It is increasingly obvious that tumors are highly heterogeneous at a molecular level, and this heterogeneity likely plays a critical role in their behavior and response to therapy. Consequently, the issue of sample size (and the number of cells scored in an assay) is one of critical importance for cytological specimens, mainly due to the risk of false-negatives in under-sampled or under-scored samples. Unfortunately, sample size is rarely addressed in a rigorous and probabalistic manner when developing ancillary studies.
An interesting online tool has been created by Christoph Hafemeister in the research laboratory of Rahul Satija that theoretically calculates the minimal number of cells needed (at a desired confidence level, e.g. 95%) to detect rare cells at a given frequency (e.g. 1% of the population). For example, in the case of a current ancillary test of importance to immunotherapy selection, PD-L1 immunohistochemistry in non-small cell lung carcinoma, a patient whose tumor displays no staining (<1%) is not eligible for pembrolizumab therapy, whereas a tumor that displays “any” staining is eligible for this therapy.

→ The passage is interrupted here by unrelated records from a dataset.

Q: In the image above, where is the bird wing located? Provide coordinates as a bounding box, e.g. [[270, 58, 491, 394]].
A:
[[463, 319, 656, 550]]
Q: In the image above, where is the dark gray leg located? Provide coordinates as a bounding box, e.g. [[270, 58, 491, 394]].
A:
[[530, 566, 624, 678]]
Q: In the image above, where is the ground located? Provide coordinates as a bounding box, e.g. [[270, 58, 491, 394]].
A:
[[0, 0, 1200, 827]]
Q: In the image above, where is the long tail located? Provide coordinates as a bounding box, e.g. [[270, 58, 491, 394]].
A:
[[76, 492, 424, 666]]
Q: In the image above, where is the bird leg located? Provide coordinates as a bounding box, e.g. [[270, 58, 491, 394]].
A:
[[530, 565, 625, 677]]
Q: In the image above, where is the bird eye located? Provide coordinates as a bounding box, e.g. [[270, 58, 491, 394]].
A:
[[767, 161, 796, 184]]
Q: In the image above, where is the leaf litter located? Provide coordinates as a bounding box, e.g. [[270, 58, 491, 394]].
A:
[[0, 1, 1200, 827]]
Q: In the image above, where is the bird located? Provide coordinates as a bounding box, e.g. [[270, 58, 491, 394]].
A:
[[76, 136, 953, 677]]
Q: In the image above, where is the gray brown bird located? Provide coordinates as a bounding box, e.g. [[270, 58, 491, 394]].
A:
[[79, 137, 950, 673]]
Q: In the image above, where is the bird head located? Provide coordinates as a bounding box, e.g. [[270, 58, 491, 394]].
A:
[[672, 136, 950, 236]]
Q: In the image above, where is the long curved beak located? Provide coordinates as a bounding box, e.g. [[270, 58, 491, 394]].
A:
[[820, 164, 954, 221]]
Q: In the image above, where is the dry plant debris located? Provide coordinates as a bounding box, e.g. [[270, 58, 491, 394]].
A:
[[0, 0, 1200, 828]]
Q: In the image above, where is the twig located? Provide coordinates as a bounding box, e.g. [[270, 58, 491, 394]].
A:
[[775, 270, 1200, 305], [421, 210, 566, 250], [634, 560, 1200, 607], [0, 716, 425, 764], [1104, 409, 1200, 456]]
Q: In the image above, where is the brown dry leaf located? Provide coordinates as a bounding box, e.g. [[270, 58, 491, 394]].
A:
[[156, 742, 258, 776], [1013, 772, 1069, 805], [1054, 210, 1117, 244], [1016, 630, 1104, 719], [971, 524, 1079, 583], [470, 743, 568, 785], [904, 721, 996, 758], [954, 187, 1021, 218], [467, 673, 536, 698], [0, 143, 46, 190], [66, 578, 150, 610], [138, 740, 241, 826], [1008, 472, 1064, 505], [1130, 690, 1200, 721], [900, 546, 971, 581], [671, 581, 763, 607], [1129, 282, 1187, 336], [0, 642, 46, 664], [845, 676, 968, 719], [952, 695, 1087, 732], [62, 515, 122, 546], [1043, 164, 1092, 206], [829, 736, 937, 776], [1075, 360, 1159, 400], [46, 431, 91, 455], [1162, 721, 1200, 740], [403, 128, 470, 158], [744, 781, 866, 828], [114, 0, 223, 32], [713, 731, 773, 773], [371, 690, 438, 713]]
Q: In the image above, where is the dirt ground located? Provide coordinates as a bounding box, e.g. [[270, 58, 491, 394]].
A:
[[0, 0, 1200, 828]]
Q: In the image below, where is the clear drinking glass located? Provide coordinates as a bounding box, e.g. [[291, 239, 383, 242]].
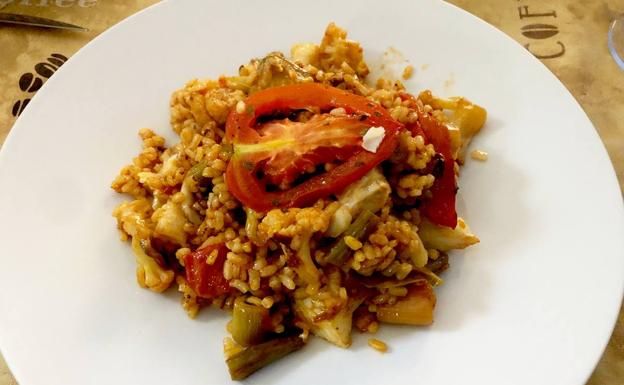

I created the following table using the online tool, making the assumption that there are only two cell types of interest (biomarker positive and negative) and that detection of a single positive cell in a sample defines positivity. Obviously, the percentage of target cells in a population is critical in determining the appropriate sample size.
Interestingly, the ASCO/CAP HER2 testing guidelines recommend the scoring of just 20 cells in ISH assays. The above analysis suggests that false-negative results may be produced if the HER2 amplified cells are present at less than 10% of the population. This is particularly relevant to fine-needle aspiration biopsy samples of metastatic lesions where the sample size may be low. Of course the biology and therapeutic response of tumors with rare biomarker-positive cells is always a question.
We are already in a more-with-less era, and expectations for biomarker assays on small core biopsies and FNAs continue to rise. Image analysis and deep learning tools may help with our accuracy, but they will have to be trained by pathologists to ensure sample adequacy.